I went to ECAL [Ecole cantonale d’art de Lausanne] for university, not because it was an easy choice of location (I grew up in the countryside around Lausanne), but because as a school it was very open minded. There was a focus on creativity rather than on the technical aspects of design. For me, it’s most important to be in an environment where you trust yourself and can experiment. You can gain the technical knowledge on your own.
It was a dream of mine to have my own studio. The apprenticeship gave me some practical business knowledge, and I already had a couple of projects started – an installation in a French park, and a scenography for a design magazine – when I graduated ECAL, so I thought, “Let’s try it.” From there, step by step, it developed. In the beginning, I was working out of my parents’ house. I designed the Pomy stool, my first collaboration with Atelier Pfister, and the Pimp series of tables and stools for Galerie Kreo in those first couple of years. Now it’s been seven years that I’ve had a studio in Renens, a suburb of Lausanne, which I share with architects. At first, I was living there. Then I got a flat and eventually rented another area of the studio, and it continues to grow. I have a CNC machine and a nice space to do models.
It’s been my fear that being independent so early would not give me access to high technology and big industry. I’ve never worked with huge manufacturers, though I’m of course fascinated by industry. I work with craftsmen, with small productions. So far, it’s okay. Maybe I will never design a mass-produced plastic chair, but that’s the danger of being established so young. It’s funny, though. I get clients who are looking for someone with not so much experience, for a fresh perspective.
I started working with Hermès after meeting Pascale Mussard, the co-artistic director. I’d won a prize in a competition called Villa Noailles, in the south of France, and she approached me because she liked my display in the winners’ exhibition. First I worked with them on the scenography for a private show in Paris, to exhibit the leather division’s new products. Then it slowly continued and moved into a few more projects, like the series Opercule for Cristalleries Saint-Louis, a glass brand that is part of Hermès, and eventually we developed Clickazoo, a collection of foldable leather animals.
It has happened like that a few times, where first I did an exhibition design for a company and then an object. The exhibits help to connect me with clients, because you have to really understand the brand. This work also helps with income, so I try to keep a 60/40 balance with objects and scenography. The financial part of being a designer is complicated. There are so few brands doing interesting work, and lots of designers. If you do it for the money, you should change direction. It’s not something we discuss at school, how difficult it will be. It’s a fantastic job, but it requires patience and energy. If you’re not totally sure, find something else.

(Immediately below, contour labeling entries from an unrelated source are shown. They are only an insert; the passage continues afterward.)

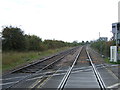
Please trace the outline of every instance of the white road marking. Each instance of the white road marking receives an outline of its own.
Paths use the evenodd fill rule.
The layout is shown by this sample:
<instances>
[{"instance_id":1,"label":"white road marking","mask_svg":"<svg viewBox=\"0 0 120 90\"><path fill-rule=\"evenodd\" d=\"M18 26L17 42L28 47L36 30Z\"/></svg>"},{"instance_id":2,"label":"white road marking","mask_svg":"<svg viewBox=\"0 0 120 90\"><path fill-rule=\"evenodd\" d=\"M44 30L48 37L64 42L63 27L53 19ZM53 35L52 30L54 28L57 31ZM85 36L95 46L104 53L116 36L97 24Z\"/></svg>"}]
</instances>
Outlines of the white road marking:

I like to work with boundaries, whether it’s for a manufacturer or not. If I work on my own, I set up my own rules. The context for me is important. If you do a limited edition piece, like the Pimp series, the price may not be a priority. If you do something for Ikea, it’s completely the opposite.

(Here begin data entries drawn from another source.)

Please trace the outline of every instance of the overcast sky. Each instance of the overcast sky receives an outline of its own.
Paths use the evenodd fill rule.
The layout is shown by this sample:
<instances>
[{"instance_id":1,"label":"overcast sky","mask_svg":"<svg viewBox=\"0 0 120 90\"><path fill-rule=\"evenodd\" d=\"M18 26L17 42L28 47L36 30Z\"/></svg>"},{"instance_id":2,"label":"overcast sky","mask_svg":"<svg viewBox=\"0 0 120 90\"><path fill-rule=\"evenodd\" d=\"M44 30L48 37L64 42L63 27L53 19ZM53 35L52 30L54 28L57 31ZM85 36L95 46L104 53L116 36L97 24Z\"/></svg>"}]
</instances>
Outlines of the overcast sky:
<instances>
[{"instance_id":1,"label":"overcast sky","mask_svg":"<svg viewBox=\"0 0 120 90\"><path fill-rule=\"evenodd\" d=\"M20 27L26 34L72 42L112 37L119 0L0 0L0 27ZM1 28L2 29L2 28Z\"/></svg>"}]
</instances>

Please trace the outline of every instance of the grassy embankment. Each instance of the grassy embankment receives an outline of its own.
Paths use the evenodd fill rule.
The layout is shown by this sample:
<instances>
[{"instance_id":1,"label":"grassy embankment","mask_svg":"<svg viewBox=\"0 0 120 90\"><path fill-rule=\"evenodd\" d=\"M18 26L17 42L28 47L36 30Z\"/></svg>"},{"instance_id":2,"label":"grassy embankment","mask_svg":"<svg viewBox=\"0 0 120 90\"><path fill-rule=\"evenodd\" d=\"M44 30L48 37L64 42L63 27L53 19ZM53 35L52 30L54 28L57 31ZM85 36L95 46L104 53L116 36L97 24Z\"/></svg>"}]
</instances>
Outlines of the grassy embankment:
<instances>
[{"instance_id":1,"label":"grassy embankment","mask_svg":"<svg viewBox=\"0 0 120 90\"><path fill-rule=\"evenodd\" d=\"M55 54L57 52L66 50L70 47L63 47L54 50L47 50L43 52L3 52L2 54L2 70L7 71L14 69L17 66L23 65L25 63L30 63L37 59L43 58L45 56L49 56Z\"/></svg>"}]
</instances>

People describe my work as very conceptual. It’s never a stack of functions and that’s all. The Aspartame series, which I showed in Milan this year, is named for its synthetic materials: silicone and Corian. I wanted to express that it is not craft, but very much extrusions and industrial. It was not meant for mass production, more as an exploration. If that were the case, I would have thought about using different materials.

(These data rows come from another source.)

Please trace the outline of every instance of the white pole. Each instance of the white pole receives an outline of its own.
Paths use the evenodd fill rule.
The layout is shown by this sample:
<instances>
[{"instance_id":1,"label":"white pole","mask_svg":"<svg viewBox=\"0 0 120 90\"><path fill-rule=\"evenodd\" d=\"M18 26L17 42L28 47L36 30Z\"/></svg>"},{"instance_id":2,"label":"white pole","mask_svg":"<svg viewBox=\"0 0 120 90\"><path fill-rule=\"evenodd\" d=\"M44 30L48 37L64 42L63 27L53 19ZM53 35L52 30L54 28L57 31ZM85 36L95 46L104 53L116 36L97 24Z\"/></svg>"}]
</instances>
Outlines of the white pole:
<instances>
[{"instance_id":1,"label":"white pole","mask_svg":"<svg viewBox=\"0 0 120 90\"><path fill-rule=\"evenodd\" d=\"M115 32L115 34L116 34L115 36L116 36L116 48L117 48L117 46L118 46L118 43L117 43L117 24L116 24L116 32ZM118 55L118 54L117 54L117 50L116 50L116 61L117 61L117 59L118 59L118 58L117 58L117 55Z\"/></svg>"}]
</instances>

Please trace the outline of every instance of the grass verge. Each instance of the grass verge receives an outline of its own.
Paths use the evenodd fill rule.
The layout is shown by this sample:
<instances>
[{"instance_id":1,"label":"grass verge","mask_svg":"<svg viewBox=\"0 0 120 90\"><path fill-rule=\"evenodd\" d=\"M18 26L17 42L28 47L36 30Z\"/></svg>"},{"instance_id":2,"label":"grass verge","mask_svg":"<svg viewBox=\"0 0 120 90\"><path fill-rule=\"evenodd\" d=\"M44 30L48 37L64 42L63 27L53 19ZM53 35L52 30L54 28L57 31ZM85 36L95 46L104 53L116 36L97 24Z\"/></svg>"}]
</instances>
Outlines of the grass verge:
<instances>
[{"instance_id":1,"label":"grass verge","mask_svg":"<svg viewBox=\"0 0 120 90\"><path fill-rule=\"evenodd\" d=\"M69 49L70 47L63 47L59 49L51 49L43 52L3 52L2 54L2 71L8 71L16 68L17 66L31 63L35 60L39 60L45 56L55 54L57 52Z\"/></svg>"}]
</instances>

More and more, I’ve started to pay attention to colour. For example, Pimp started from colour. We used an aluminum anodizing process that makes bright, very specific colours you cannot get from painting.
“Playful” is a good word to describe my work. Just as long as people don’t call it humorous. Like the Eameses said, toys are very serious. There is something playful and pleasurable about them, but it’s not a joke.
1981, Pompaples, Switzerland
Bachelor’s (2004) and master’s (2006) in industrial design from ECAL (Ecole cantonale d’art de Lausanne)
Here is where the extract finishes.